A real parent is intuitively aware of their child’s strengths and weaknesses to at and then work on and with them in a way that fits that unique makeup. A parent then sets goals and milestones that challenge yet motivate their child, boosting their child in the right places and prodding them beyond their pain barrier until they inherit their destiny. A parent leader, likewise, is so able to assess their team members personality quirks and traits that they know what task to entrust to whom. They also know whom to push and prod, and whom to cajole and encourage in the process of getting the desired output.

A parent may feel and deal with their child in anger or with sorrow, but never will they give up on them. They will always accept and have a soft corner for their child irrespective of how many times they fail. Till the end, they will never give up on their child but always expect he or she will one day turn around. A parent leader, likewise, is ready to give their subordinate a second chance and in case they fail, they do not mind handing over their protégé to other leaders for his or her betterment.

A parent may expect returns or remuneration from their child, not as a right or as a payment for their work in reading them, but more as a token and an acknowledgement of their input in their child’s life.

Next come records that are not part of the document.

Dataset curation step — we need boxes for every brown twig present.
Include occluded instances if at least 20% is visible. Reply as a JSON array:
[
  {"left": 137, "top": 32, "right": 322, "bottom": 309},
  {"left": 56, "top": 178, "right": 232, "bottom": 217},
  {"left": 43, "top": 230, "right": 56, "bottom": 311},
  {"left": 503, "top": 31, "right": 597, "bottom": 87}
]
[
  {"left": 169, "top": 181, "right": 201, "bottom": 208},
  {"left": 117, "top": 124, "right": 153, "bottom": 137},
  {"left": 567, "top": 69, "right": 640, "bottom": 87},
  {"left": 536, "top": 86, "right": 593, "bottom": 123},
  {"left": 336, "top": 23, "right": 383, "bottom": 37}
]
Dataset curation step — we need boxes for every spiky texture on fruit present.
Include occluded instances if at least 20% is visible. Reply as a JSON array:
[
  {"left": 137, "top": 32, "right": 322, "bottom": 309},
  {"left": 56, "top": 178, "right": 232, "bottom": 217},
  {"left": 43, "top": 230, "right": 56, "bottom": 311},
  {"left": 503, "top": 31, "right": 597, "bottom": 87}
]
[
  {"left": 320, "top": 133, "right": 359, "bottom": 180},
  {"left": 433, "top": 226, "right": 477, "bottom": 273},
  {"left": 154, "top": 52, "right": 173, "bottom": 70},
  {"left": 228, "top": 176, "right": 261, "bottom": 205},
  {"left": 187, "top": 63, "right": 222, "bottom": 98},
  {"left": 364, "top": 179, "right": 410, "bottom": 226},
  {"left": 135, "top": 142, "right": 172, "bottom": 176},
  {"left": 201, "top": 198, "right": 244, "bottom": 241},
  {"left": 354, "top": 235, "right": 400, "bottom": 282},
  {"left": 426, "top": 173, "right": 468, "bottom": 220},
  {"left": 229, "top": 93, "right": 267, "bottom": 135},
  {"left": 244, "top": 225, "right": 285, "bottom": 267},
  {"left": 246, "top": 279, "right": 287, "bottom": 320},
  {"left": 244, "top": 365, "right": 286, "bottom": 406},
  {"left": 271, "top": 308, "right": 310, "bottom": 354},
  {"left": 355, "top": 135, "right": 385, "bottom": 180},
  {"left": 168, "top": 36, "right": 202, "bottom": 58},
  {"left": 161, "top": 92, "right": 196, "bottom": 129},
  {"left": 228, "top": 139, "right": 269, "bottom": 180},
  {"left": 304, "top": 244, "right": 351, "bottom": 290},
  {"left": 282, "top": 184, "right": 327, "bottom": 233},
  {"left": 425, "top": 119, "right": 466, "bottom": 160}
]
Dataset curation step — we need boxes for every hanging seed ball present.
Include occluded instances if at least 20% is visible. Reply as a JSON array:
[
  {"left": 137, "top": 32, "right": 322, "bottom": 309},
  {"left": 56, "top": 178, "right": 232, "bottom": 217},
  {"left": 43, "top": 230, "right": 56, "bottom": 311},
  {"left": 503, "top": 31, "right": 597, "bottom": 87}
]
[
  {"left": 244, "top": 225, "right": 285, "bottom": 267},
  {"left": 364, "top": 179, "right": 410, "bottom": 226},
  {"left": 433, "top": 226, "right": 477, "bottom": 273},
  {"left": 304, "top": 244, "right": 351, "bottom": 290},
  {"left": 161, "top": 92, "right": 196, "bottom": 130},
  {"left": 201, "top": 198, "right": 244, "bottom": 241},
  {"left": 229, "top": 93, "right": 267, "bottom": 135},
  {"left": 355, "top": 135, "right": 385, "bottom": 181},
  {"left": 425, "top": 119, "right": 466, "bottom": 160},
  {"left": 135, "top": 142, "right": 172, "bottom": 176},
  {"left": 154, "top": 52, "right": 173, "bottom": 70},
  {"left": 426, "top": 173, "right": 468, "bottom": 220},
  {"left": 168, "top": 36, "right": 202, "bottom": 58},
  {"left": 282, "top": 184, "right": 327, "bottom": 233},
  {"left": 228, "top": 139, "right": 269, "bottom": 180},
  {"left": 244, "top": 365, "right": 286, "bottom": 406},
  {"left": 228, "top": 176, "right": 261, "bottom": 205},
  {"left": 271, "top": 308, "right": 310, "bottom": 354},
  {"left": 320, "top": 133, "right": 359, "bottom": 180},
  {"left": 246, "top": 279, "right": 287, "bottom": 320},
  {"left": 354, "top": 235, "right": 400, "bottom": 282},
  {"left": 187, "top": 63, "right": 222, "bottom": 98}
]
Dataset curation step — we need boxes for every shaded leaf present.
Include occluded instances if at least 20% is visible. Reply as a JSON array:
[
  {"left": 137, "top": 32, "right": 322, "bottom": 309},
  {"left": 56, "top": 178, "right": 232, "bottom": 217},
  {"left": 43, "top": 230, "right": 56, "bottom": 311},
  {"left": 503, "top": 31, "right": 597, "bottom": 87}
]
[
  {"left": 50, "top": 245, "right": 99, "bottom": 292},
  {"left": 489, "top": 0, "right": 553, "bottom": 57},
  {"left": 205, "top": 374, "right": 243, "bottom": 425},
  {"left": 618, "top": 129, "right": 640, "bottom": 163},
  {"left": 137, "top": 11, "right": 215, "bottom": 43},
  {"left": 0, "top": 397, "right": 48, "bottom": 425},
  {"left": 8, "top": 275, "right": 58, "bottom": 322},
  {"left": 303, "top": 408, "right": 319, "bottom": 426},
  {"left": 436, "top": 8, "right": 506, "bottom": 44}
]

Their child’s growth and progress are all the thanks they need to know that they have been honoured. A parent leader does not feel neglected or sidelined when he is acknowledged for the role he played in his disciple’s achievement but will rest on the fact that his laurels are from the one who sees all and rewards openly.

Finally, a parent is never jealous of or in competition with his or her child, for he knows who he is and what role he has played, even when his child does not accept it. So also, a parent leader is never insecure that he has to fight to gain or hold his own. He rests in the satisfaction of a job well done and trust well completed.

Can there be such parent leaders and will we find them in this world?

Certainly and for sure, because there have been such people of old!

To be a parent leader needs guts, humility and compassion.

Which type of leader are you? What type of leader do you desire to be?